Frankfurt/Main (dapd). Ein Personalrat hat auch dann Anspruch auf
eine Leistungsprämie, wenn er für seine Personalratsarbeit vom
Dienst freigestellt ist. Auf ein entsprechendes Urteil des
Verwaltungsgerichts Düsseldorf macht der Frankfurter Bund-Verlag
aufmerksam (Aktenzeichen: 13 K 4793/11).
Die beklagte Behörde hatte die Zahlung der Prämie mit dem
Argument abgelehnt, dass diese nicht zur Besoldung gehöre, sondern
ein Instrument der Personalführung sei. Daher gelte das
Lohnausfallprinzip für die Leistungsprämie nicht.
Das Verwaltungsgericht Düsseldorf verurteilte die Behörde
hingegen zur Zahlung der Prämie. Nach dem Personalvertretungsgesetz
(Paragraf 46, Absatz 2, Satz 1 BPersVG) dürfe die Personalratsarbeit
nicht dazu führen, dass Dienstbezüge oder Arbeitsentgelt niedriger
ausfielen. Auch eine Leistungsprämie zähle zu diesen Bezügen.

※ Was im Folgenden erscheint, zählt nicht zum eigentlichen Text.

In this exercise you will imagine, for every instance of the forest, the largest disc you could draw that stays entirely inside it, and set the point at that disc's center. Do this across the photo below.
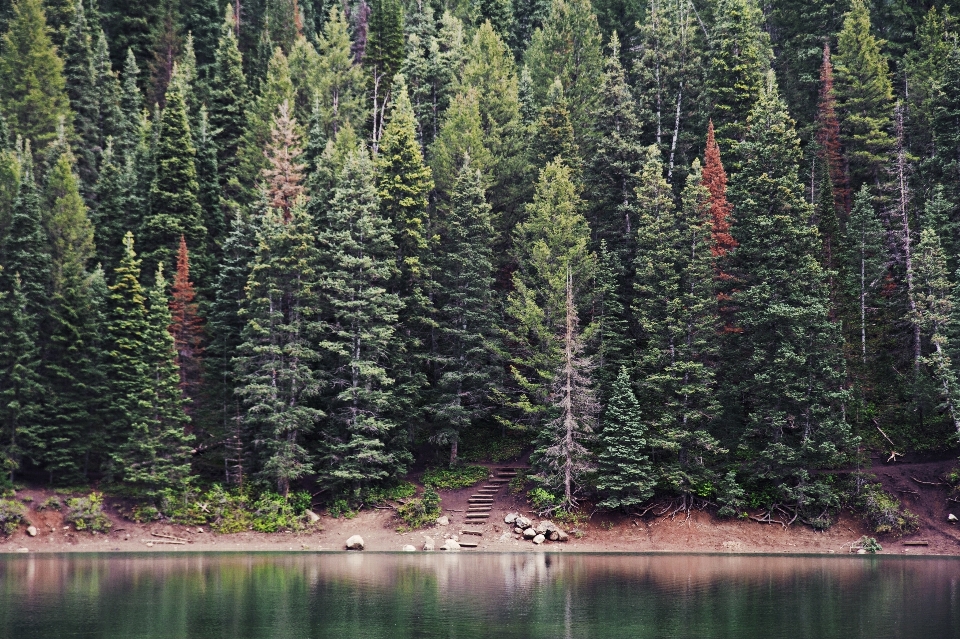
(698, 249)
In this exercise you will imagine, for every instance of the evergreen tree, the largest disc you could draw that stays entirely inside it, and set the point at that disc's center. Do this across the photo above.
(626, 476)
(466, 316)
(736, 69)
(612, 170)
(174, 208)
(864, 98)
(32, 88)
(788, 366)
(568, 48)
(357, 262)
(550, 246)
(277, 362)
(21, 391)
(81, 88)
(186, 327)
(383, 55)
(228, 96)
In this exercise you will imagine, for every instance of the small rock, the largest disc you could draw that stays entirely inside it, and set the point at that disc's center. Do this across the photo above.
(355, 543)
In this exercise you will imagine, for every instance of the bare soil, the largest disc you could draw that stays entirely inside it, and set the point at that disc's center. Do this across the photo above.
(917, 482)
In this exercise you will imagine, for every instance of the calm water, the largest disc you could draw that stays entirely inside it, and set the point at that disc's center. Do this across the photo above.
(468, 596)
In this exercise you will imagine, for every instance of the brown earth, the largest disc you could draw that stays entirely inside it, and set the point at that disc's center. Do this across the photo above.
(918, 483)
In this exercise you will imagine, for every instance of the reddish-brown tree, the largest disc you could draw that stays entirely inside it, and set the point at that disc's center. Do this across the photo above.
(828, 138)
(284, 176)
(187, 326)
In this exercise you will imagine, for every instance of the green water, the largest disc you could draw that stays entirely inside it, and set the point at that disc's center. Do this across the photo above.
(468, 596)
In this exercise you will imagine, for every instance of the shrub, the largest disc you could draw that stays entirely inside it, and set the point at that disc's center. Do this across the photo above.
(882, 511)
(12, 514)
(454, 478)
(417, 513)
(86, 513)
(51, 503)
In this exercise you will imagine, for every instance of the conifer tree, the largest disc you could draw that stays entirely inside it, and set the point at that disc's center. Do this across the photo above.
(340, 87)
(737, 68)
(186, 327)
(564, 458)
(788, 367)
(467, 322)
(284, 174)
(276, 89)
(21, 390)
(550, 246)
(32, 87)
(80, 77)
(174, 208)
(864, 98)
(568, 48)
(383, 55)
(357, 262)
(277, 362)
(626, 476)
(612, 170)
(228, 101)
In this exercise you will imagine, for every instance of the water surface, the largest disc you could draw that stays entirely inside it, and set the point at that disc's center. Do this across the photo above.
(472, 596)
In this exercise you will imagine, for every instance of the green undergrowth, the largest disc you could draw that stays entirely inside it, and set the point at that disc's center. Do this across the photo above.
(12, 514)
(419, 511)
(454, 478)
(86, 513)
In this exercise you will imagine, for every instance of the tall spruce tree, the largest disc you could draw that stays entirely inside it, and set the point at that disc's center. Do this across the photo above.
(361, 447)
(32, 88)
(277, 362)
(788, 366)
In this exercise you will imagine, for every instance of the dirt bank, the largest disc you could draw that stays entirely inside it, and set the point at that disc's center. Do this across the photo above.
(916, 483)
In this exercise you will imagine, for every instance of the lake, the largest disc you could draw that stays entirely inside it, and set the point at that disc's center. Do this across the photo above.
(474, 595)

Doch selbst wenn der Begriff der Dienstbezüge enger zu verstehen
wäre, würde dies zu keinem anderen Ergebnis führen. Der Anspruch des
Personalrats ergäbe sich dann unmittelbar aus dem allgemein
geregelten Benachteiligungsverbot (Paragraf 8 BPersVG).